The report uncovers how Zimbabwe’s intelligence and security forces are intricately involved in all aspects of the diamond trade – and how this props up the ruling party.
“Global Witness’ research into the joint venture companies operating in Marange has revealed a number of links between Zimbabwe’s feared and highly partisan intelligence organisation, the military, and three of these companies: Kusena, Anjin, and Jinan. Through these links, Zimbabwe’s CIO and military have secured themselves a potentially lucrative source of off-budget financing,” says the report.

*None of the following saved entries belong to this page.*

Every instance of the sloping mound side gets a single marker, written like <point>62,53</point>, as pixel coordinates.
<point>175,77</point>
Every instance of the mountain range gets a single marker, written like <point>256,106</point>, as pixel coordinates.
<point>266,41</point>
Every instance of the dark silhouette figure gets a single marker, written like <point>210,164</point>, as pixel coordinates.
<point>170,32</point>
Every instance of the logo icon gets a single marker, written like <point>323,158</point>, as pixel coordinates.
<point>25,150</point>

“This kind of independent financing undermines democratic and civilian oversight of powerful state security services, leaving these institutions free to act independently with fewer checks and balances. This, in turn, incentivises these same institutions to preserve the power structures that afford them access to these funds. In Zimbabwe, where security forces are closely aligned to the ruling party ZANU-PF, this arrangement serves both parties by shoring up a system that maintains the security sector’s loyalty and the ruling party’s power.”

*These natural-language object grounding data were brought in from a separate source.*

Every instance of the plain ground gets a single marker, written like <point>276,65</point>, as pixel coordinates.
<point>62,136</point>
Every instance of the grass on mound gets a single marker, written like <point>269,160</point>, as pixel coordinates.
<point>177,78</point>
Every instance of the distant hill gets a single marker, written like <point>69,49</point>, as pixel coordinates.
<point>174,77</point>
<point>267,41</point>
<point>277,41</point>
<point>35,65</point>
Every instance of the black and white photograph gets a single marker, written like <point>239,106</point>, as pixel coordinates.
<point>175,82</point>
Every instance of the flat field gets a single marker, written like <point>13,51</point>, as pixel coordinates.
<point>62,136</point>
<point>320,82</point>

Another company, Mbada, which holds the largest concession in Marange, is revealed to be controlled and part-owned by Robert Mhlanga, a close associate of President Robert Mugabe.
Zimbabwean officials did not respond to Global Witness’ efforts to obtain comment.
Despite the obvious flaws in Zimbabwe’s diamond industry, Zimbabwean diamonds continue to enjoy certification from the Kimberley Process – an international stamp of approval. This raises serious concerns about whether the Kimberley Process, which is supposed to prevent these kinds of abuses, is still fit for purpose.
“The Kimberley Process was set up to stem the flow of conflict diamonds, but the definition remains rigid and narrow,” says Global Witness. “‘Conflict diamonds’ are limited to ‘rough diamonds used by rebel movements or their allies to finance armed conflicts aimed at undermining legitimate governments’. In a country like Zimbabwe, where state institutions profiting from diamonds, not rebels, are implicated in undermining democracy and serious human rights abuses, the Kimberley Process remains silent. Member states have shown no political will to amend this definition.”
As the Marange diamonds become harder to reach, the Zimbabwean government is amalgamating all private companies into one entity known as the Zimbabwe Consolidated Diamond Company. While this move presents an unprecedented opportunity to reform a rotten industry, it is also a chance to make it even more exploitative.
As Global Witness concludes: “Zimbabwe’s diamond industry is at a crossroads. Remaining reserves are dwindling and are more difficult to mine. But they remain lucrative enough to command the attention of both the government and private investors. A decade of disappearing diamond wealth, aided by a culture of impunity and secrecy, has shaped an industry captured by vested economic interest, rivalries, and mistrust. These are now playing out more publicly than ever, as rival interests compete for what can still be salvaged from the wreckage of a find that once offered such promise.
“The Government of Zimbabwe has sought to tighten its grip on the sector by amalgamating all its mining licences into a single new company — the ZCDC. If these efforts are successful, the government may secure greater control, though the signs of genuine reform remain to be seen. Evidence to date suggests the ZCDC will be run with the same opacity that has frustrated oversight and accountability in the past, while retaining many of the actors that have shaped the sector for the past decade.
“Of greatest concern is perhaps the prospect of Zimbabwe’s security sector — including the CIO and sanctioned ZDI or another entity connected to the army — securing a stake in a far greater proportion of Zimbabwe’s diamonds than they have enjoyed to date. If ZCDC does emerge as Zimbabwe’s only diamond mining company, and includes actors linked to the security forces, this may serve only to further entrench the economic interest of the security sector in the diamond industry.”